In February this year, he was chosen and invited to be trained as a Trainer for the OMNIA programme in Sri Lanka, especially concentrating in the North and the East, which he accepted with great interest and travelled to Kandy. The enthusiasm with which he participated, was not only encouraging but also rewarding. We noted that he always looked to the future. While anticipating the kind of challenges that he may face in the future in such training, he was keen to learn and equip himself to creatively deal with such situations. Enoch’s ability and willingness to relate to the problems and the struggles of the people in the North, was commendable.

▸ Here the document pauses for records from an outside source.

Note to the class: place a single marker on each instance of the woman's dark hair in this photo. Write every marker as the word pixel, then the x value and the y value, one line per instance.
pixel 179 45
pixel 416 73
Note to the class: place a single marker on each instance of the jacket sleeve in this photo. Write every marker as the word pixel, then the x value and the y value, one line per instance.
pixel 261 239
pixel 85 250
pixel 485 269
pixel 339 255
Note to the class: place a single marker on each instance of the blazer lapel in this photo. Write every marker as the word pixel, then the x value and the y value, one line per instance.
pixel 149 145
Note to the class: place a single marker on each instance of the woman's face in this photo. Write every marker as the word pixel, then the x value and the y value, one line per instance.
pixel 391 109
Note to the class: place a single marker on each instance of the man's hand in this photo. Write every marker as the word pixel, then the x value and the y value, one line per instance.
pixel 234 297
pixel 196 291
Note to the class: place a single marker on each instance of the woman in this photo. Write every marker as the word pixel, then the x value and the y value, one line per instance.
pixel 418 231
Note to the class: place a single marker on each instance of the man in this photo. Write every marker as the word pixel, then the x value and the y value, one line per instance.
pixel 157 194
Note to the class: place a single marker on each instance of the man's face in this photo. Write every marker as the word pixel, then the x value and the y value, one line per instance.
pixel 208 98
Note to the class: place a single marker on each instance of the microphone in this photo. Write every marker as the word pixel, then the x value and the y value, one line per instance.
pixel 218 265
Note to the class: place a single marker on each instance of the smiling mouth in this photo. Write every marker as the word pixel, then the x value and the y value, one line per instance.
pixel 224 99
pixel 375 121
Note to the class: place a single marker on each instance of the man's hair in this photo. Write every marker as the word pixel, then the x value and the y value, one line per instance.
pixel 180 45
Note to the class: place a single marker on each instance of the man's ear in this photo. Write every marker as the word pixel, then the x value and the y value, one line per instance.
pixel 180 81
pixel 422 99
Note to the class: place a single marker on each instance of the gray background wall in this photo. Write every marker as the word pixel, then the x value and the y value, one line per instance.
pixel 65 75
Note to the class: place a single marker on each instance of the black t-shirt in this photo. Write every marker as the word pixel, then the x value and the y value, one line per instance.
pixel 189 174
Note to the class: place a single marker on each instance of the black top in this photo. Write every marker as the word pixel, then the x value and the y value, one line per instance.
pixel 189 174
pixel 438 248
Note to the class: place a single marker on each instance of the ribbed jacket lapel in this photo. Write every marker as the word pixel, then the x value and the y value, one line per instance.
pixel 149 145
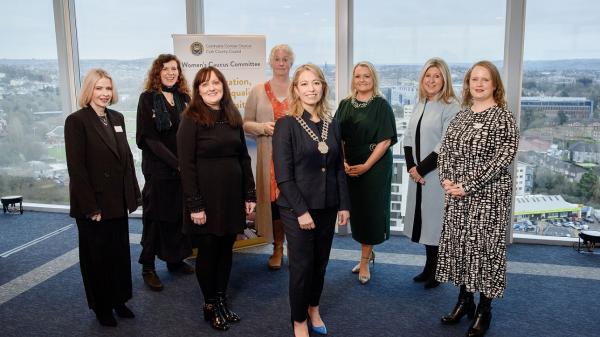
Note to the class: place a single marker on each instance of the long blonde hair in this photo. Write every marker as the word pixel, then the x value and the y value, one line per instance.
pixel 374 75
pixel 322 108
pixel 447 92
pixel 89 82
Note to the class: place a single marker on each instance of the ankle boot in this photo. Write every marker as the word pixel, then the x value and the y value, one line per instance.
pixel 213 315
pixel 276 259
pixel 464 306
pixel 230 316
pixel 483 318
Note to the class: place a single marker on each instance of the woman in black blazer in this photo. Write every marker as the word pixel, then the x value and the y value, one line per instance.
pixel 218 187
pixel 103 189
pixel 309 170
pixel 159 112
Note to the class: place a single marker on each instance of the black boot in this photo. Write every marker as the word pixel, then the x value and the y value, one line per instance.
pixel 229 315
pixel 464 306
pixel 482 319
pixel 424 276
pixel 213 315
pixel 431 282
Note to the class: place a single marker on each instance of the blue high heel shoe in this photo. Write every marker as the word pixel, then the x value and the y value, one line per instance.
pixel 321 330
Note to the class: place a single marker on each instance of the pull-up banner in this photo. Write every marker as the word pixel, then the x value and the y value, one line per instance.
pixel 241 58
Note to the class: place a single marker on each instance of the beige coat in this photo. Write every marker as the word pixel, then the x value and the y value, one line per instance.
pixel 258 110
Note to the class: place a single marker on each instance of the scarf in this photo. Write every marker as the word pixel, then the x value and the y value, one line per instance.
pixel 161 114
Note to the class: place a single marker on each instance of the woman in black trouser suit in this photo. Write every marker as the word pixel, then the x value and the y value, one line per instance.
pixel 103 190
pixel 309 170
pixel 218 187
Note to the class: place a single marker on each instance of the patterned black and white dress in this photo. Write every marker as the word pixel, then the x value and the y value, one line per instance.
pixel 476 151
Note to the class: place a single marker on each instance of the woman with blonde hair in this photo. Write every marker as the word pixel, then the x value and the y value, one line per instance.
pixel 436 106
pixel 103 190
pixel 368 131
pixel 266 103
pixel 480 144
pixel 309 170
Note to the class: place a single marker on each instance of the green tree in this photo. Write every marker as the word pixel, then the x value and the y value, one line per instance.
pixel 562 118
pixel 586 184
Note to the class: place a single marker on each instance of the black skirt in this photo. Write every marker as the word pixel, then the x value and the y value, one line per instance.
pixel 105 261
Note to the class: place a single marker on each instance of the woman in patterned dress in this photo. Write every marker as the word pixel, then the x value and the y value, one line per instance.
pixel 479 145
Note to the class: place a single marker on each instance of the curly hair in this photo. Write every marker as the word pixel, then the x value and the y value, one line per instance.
pixel 153 81
pixel 200 112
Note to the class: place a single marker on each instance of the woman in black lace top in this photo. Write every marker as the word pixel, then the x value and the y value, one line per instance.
pixel 218 187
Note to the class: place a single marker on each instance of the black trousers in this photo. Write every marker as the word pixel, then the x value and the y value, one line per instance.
pixel 105 262
pixel 165 240
pixel 308 255
pixel 213 263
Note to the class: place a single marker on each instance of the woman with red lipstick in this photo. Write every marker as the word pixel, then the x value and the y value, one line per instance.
pixel 103 190
pixel 218 187
pixel 480 144
pixel 436 107
pixel 160 106
pixel 309 169
pixel 368 131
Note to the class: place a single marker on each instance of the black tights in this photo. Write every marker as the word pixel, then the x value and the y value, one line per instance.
pixel 213 264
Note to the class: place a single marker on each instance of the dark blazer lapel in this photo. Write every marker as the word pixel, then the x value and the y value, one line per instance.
pixel 118 123
pixel 93 119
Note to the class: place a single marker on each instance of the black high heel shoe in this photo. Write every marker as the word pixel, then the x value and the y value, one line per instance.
pixel 481 323
pixel 105 317
pixel 371 259
pixel 213 315
pixel 421 277
pixel 230 316
pixel 464 306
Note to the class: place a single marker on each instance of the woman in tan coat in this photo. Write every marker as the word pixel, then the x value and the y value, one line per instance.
pixel 267 102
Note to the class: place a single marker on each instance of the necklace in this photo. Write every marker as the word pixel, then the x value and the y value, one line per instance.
pixel 103 119
pixel 360 105
pixel 321 145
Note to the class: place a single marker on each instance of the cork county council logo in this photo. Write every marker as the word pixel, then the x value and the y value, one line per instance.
pixel 197 48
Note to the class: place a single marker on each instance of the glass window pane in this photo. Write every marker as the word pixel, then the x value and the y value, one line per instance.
pixel 558 190
pixel 398 37
pixel 32 162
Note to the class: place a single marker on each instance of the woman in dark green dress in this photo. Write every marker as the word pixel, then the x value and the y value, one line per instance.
pixel 368 131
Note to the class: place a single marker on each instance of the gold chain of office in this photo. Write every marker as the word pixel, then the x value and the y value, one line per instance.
pixel 321 145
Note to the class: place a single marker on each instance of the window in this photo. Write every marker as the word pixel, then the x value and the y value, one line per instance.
pixel 559 118
pixel 398 37
pixel 123 37
pixel 32 163
pixel 307 26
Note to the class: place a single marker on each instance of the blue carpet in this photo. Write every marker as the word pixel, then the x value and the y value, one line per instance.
pixel 390 305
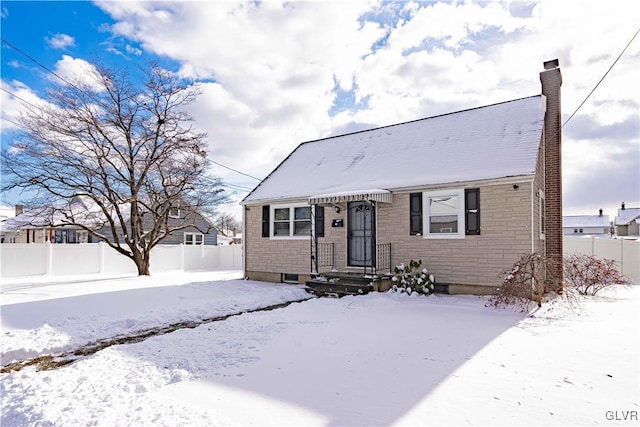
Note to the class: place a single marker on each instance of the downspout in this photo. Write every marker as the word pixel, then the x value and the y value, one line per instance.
pixel 244 242
pixel 533 247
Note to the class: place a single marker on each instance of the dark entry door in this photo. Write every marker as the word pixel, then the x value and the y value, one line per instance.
pixel 361 239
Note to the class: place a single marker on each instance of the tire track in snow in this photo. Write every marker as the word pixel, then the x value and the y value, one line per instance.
pixel 53 361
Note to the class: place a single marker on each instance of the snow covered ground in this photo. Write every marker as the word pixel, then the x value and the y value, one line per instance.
pixel 379 359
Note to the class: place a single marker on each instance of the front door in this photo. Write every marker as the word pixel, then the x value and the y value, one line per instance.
pixel 361 239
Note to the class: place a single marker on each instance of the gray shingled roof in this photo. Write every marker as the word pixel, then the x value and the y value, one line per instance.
pixel 495 141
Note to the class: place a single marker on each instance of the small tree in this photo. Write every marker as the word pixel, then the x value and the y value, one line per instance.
pixel 413 278
pixel 588 274
pixel 523 284
pixel 127 149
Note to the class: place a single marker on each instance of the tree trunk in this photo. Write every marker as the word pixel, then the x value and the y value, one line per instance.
pixel 142 264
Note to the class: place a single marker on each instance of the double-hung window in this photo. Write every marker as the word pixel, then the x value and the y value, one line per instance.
pixel 290 221
pixel 446 214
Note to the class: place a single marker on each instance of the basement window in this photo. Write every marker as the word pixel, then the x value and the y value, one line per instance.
pixel 290 278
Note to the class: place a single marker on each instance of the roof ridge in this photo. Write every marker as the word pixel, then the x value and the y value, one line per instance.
pixel 417 120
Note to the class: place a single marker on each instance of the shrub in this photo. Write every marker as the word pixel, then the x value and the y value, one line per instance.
pixel 522 285
pixel 412 278
pixel 588 274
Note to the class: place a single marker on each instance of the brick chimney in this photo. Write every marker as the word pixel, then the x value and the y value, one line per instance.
pixel 551 80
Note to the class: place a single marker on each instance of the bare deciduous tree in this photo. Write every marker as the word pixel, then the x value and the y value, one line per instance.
pixel 128 149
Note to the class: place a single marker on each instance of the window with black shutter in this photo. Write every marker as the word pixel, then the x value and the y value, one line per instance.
pixel 265 221
pixel 415 214
pixel 472 210
pixel 319 221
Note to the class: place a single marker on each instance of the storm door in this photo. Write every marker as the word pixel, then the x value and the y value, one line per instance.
pixel 361 239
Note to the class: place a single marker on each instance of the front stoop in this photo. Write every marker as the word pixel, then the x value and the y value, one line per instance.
pixel 340 284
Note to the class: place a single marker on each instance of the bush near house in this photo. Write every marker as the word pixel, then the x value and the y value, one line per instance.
pixel 522 285
pixel 412 279
pixel 583 275
pixel 588 274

His preparation to be a trainer and a leader in the community was in such a context. He was truly and deeply rooted contextually. That was both a psychological as well as a practical and a realistic approach.

We take this opportunity to thank his family for sharing him with the larger community. We also convey our heartfelt condolences and the assurance of our prayers to the family. We are ever grateful for all what he has been to us, the Church and to the larger community, in this nation.

We thank God for God’s concern for the people in need and who are powerless, that God was willing to share Enoch with us and the people, even for a short period of time. That probably was in God’s plan, the period in which his services were most needed. We are grateful for his life and ministry and pray that his soul will Rest in Peace and Rise in Glory. What a great loss to say goodbye to him at his prime age.